Most Rikbaktsa can speak both Rikbaktsa and Portuguese. Younger individuals tend to speak Portuguese more frequently and fluently than their elders, but older individuals generally struggle with Portuguese and use it only with non-indigenous Brazilians.

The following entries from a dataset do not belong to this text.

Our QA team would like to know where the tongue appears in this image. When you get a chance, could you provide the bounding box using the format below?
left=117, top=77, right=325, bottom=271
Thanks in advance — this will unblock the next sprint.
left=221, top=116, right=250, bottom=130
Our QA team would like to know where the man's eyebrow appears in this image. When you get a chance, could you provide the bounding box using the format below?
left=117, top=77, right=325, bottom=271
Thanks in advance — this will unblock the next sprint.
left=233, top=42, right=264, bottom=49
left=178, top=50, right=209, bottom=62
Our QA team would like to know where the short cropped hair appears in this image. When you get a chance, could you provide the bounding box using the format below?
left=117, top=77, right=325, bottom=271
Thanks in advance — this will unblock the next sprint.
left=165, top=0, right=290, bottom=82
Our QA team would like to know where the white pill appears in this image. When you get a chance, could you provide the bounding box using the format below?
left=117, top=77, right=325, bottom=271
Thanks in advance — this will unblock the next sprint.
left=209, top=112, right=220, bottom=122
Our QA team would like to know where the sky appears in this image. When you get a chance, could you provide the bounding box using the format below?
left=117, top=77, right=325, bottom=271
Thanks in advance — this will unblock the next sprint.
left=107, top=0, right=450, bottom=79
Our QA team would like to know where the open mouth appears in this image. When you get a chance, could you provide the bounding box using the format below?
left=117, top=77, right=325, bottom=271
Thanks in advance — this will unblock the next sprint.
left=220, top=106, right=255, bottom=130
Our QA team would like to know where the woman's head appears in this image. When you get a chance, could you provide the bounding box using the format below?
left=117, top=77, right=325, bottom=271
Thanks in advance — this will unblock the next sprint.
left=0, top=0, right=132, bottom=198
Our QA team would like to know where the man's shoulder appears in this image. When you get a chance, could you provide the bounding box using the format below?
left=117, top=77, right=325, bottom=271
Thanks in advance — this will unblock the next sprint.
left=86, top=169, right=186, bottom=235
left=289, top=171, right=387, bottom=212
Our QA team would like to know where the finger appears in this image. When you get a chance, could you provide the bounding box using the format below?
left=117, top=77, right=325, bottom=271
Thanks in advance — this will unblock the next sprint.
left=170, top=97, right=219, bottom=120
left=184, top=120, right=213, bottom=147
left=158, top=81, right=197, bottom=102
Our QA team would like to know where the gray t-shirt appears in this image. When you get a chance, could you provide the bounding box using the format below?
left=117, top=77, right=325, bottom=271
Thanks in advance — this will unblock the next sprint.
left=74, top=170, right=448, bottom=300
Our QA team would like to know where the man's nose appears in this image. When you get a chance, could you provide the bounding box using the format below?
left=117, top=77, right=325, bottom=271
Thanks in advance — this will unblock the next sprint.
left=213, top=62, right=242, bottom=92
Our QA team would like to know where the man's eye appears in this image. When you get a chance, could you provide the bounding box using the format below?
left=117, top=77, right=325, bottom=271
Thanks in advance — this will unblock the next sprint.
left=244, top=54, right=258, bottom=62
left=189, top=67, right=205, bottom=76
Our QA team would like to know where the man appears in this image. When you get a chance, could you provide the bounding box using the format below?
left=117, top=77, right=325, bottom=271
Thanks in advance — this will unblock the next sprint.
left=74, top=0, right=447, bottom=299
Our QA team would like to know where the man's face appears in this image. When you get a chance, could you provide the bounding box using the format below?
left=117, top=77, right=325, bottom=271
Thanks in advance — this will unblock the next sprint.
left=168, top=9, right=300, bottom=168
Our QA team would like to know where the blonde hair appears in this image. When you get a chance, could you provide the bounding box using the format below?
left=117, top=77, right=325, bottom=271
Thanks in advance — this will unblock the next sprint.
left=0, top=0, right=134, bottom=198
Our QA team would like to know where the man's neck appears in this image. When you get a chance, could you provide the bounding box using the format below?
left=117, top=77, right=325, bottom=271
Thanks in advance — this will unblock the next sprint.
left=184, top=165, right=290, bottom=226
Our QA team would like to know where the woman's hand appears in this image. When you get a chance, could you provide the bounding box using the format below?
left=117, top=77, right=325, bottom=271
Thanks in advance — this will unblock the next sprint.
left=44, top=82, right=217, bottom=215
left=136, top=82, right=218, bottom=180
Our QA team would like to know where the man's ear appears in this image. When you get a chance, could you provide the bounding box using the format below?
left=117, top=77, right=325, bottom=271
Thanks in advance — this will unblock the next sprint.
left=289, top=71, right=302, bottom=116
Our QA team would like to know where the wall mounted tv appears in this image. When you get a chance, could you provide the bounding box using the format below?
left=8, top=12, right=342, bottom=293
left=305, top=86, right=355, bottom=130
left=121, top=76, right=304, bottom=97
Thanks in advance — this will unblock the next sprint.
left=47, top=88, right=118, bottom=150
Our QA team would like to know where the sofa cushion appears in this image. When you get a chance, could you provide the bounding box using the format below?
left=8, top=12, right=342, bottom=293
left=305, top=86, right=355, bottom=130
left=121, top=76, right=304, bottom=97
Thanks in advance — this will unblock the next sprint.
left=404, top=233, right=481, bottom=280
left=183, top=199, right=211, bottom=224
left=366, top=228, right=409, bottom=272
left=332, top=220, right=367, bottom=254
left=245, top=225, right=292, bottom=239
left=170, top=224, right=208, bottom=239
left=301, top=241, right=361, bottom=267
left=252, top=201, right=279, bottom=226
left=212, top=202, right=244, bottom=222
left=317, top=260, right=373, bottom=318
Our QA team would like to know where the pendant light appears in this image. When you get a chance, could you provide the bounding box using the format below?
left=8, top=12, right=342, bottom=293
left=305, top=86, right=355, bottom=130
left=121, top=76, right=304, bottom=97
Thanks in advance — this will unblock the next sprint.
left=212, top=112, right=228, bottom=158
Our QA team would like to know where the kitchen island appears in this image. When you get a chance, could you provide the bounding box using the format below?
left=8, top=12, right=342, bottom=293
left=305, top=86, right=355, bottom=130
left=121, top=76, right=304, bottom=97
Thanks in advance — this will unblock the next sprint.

Jolkesky (2016) also notes that there are lexical similarities with the Cariban languages.

==Locations==
The 22nd edition of Ethnologue reports that it is spoken around confluence of the Sangue River and Juruena River in:
- Japuira on the east bank of the Juruena River, between the Arinos River and Sangue River
- Posto Escondido on the west bank of the Juruena River (9 villages, 14 settlements)

== Phonology ==

Vowels
|  | Front | Central | Back |
|---|---|---|---|
| Close | i | ɨ | u |
| Close-mid | e |  | o |
| Mid |  | ə |  |
| Open |  | a |  |

Nasal vowels
|  | Front | Central | Back |
|---|---|---|---|
| Close | ĩ | ɨ̃ | ũ |
| Close-mid | ẽ |  | õ |
| Mid |  | ə̃ |  |
| Open |  | ã |  |

- /i, u/ can be heard as [ɪ, ʊ] when in syllable-final position.
- /e, o/ can be heard as [ɛ, ɔ] when in unstressed syllables.
- /a/ is heard as [ʌ] in final unstressed syllables, as [æ] when following /tʃ/ heard as [tʃʲ], and as [ɑ] when occurring after the sequence /ku/.

Consonants
|  |  | Labial | Alveolar | Palato- alveolar | Retroflex | Palatal | Velar | Glottal |
| Stop | voiceless | p | t |  |  |  | k | (ʔ) |
| voiced | b | d |  |  |  |  |  |
| Affricate |  |  |  | t͡ʃ |  |  |  |  |
| Fricative |  |  |  | ʃ |  |  |  | h |
| Nasal |  | m | n |  |  |  |  |  |
| Approximant |  | w |  |  |  | j |  |  |
| Flap |  |  | ɾ |  | ɽ |  |  |  |

- A glottal stop [ʔ] can also be heard in initial and final position when before and after vowels.
- /d/ can be palatalized as [dʲ] when before /i/.
- /t͡ʃ/ can be palatalized as [t͡ʃʲ] when in front of /a/.
- /p, k/ can be heard as aspirated [pʰ, kʰ] when before an accented syllable.
- /k/ can be heard as voiced [ɡ] when before voiced consonants.
- /w/ can be heard as [β] when in stressed syllable before front vowels.
- Sounds /ɾ, w, h/ can be heard as nasal [ɾ̃, w̃, h̃] when in nasal vowel positions.

== Grammar ==

As in other languages of the area, word endings indicate the gender of the speaker. Rikbaktsa is a subject-object-verb language.